Tom Kohler announced he will retire after 22 years as executive director of the Downtown Development Board -- the city agency responsible for all things downtown, from subsidies to the Farmers' Market. Most people in the know maintain that Kohler has done an admirable job. He oversaw the overhaul of Orange Avenue and the construction of the arena in the 1980s, as well as five large residential apartment complexes (including the Waverly) in the late 1990s. Still, there were whispers that maybe it was time for a change if for no other reason than that downtown needs new ideas and a new perspective from time to time. A search committee has met twice, eliminating a dozen hopefuls from a stack of resumés. A decision on Kohler's successor is expected by the end of January.
Even with the additions and subtractions, the feeling remains that something isn't quite right with downtown. The city's office towers boast a 95 percent occupancy rate. But street level shops still suffer, especially along East Robinson Street.
Church Street Station, the hokey, country-and-western attraction that at one time was a huge tourist draw, went from bad to worse. At the end of 2001, the entertainment relic was all but abandoned. A chain and padlock blocked the main entrance, not to mention 60 banquet workers unceremoniously dumped a week before Christmas. A banner hanging over The Cheyenne Saloon, where Merle, Dottie and Garth once played, declared that the bar was closed for renovations. The Station's owners, who failed to return phone calls, have agreed to allow a theater group to lease space for the next couple of years.
The status of another vacant eyesore in the center of downtown, the so-called Jaymont block, also remained stagnant. A British billionaire and Canadian residential developer purchased the block along Orange Avenue last year and have discussed building a 28-story apartment tower and 20-story office building. Any new development, however, must first meet the approval of historic preservationists. Jaymont, which begins with the McCrory Building and ends with the long-gone Terror on Church Street, sits in an historic district.

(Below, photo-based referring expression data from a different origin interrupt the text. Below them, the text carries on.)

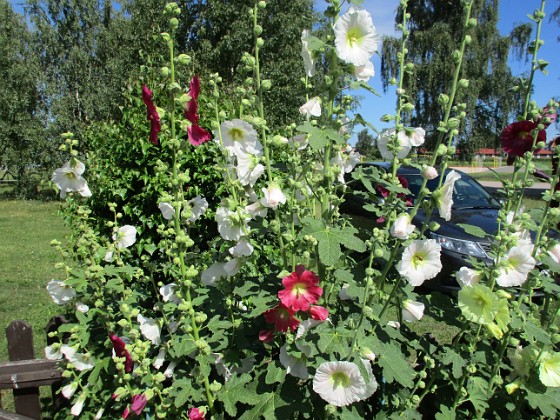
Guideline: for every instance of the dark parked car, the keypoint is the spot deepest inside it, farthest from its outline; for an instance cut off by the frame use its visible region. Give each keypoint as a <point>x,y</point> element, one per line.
<point>472,205</point>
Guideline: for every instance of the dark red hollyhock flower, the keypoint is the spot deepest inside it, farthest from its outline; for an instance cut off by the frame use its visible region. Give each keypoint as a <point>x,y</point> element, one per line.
<point>197,134</point>
<point>152,115</point>
<point>121,351</point>
<point>516,138</point>
<point>137,404</point>
<point>282,317</point>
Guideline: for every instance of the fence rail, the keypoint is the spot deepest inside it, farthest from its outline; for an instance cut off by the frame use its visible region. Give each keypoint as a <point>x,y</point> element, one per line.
<point>24,374</point>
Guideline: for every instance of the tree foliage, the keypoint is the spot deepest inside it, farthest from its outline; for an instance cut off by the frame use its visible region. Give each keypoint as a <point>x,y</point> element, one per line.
<point>435,33</point>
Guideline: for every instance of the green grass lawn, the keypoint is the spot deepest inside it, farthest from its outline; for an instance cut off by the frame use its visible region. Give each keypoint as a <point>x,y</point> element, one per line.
<point>26,265</point>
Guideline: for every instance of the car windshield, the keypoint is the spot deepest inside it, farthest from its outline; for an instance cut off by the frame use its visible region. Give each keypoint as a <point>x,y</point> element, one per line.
<point>467,193</point>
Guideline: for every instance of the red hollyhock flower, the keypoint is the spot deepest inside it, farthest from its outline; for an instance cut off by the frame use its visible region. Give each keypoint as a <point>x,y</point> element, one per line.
<point>301,289</point>
<point>318,313</point>
<point>196,414</point>
<point>516,138</point>
<point>152,115</point>
<point>282,317</point>
<point>121,351</point>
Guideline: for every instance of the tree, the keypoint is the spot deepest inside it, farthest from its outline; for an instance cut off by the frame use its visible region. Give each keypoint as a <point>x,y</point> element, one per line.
<point>22,144</point>
<point>435,32</point>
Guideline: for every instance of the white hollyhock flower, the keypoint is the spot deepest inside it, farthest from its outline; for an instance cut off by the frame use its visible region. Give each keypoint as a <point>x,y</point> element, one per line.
<point>467,277</point>
<point>125,236</point>
<point>199,205</point>
<point>515,266</point>
<point>311,107</point>
<point>232,266</point>
<point>403,227</point>
<point>168,293</point>
<point>213,274</point>
<point>249,169</point>
<point>421,261</point>
<point>231,225</point>
<point>295,366</point>
<point>239,136</point>
<point>355,37</point>
<point>82,307</point>
<point>429,172</point>
<point>78,406</point>
<point>412,311</point>
<point>386,138</point>
<point>306,54</point>
<point>149,329</point>
<point>69,390</point>
<point>160,358</point>
<point>300,141</point>
<point>365,72</point>
<point>60,292</point>
<point>242,249</point>
<point>68,179</point>
<point>167,211</point>
<point>273,196</point>
<point>416,137</point>
<point>444,195</point>
<point>341,383</point>
<point>168,372</point>
<point>554,260</point>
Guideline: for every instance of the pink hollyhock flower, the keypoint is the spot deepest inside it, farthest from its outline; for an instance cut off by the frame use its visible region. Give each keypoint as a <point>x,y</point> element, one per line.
<point>516,138</point>
<point>137,404</point>
<point>301,289</point>
<point>121,351</point>
<point>196,414</point>
<point>152,115</point>
<point>318,313</point>
<point>282,317</point>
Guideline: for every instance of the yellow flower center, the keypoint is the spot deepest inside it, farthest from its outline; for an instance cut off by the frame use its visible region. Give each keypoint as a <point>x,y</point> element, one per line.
<point>340,379</point>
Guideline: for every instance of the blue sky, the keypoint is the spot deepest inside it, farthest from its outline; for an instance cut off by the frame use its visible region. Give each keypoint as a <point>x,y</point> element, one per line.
<point>511,13</point>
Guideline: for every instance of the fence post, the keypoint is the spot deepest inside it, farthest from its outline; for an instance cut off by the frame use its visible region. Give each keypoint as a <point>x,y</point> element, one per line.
<point>20,347</point>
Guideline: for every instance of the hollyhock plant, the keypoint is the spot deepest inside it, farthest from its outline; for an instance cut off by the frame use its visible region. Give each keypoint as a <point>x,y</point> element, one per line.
<point>444,195</point>
<point>355,37</point>
<point>341,383</point>
<point>152,115</point>
<point>300,289</point>
<point>60,292</point>
<point>282,317</point>
<point>515,266</point>
<point>306,54</point>
<point>421,261</point>
<point>121,351</point>
<point>517,138</point>
<point>311,108</point>
<point>125,236</point>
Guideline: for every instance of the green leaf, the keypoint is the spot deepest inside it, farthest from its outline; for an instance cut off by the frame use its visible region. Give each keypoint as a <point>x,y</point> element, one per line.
<point>472,230</point>
<point>267,406</point>
<point>445,413</point>
<point>395,365</point>
<point>235,391</point>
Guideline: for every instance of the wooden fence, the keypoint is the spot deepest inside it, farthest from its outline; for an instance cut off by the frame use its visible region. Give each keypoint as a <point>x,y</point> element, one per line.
<point>24,374</point>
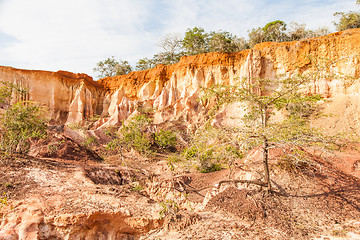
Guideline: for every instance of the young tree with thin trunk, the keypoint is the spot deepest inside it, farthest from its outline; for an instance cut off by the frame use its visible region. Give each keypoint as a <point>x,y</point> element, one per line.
<point>263,97</point>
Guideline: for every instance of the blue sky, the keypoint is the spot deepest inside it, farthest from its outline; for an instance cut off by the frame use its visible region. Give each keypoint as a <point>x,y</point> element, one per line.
<point>73,35</point>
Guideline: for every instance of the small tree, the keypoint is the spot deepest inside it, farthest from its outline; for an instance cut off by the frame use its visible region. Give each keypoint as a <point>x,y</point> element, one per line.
<point>145,64</point>
<point>222,41</point>
<point>347,20</point>
<point>171,43</point>
<point>262,97</point>
<point>111,67</point>
<point>195,41</point>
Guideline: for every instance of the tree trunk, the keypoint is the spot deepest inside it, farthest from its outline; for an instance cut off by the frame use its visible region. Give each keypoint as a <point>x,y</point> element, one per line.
<point>266,164</point>
<point>265,151</point>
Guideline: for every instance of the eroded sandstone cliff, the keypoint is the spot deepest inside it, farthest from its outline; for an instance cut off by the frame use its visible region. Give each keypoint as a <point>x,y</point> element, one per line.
<point>173,90</point>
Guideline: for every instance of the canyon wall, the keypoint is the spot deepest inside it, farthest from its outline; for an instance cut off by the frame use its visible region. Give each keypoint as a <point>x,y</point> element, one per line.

City government can't do much about those two privately owned properties, such as they are. But it has tried to shore up the dearth of downtown retail. In spite of offering hundreds of thousands of dollars in subsidies, though, no new shops have opened. The Downtown Development Board has commissioned a population survey that it hopes will entice retailers to downtown, reversing a trend that began in the 1950s when big department stores bolted for Colonial Drive and the suburbs. City leaders expect new shops to open as the downtown population increases.
The political landscape also changed in downtown, though 2001 wasn't an election year. Thanks to the redistricting process, downtown is now represented by a single city commissioner. If you have a complaint that the mayor's office ignores -- a jaywalking ticket, say, or the desire to drink alcohol after 2 a.m. -- downtown's only city commissioner is but a phone call away. This convenience, however, comes with a drawback. The city commissioner is Daisy Lynum. Watch what you say to her, or -- like those phantoms of Parramore -- you risk being labeled a naysayer.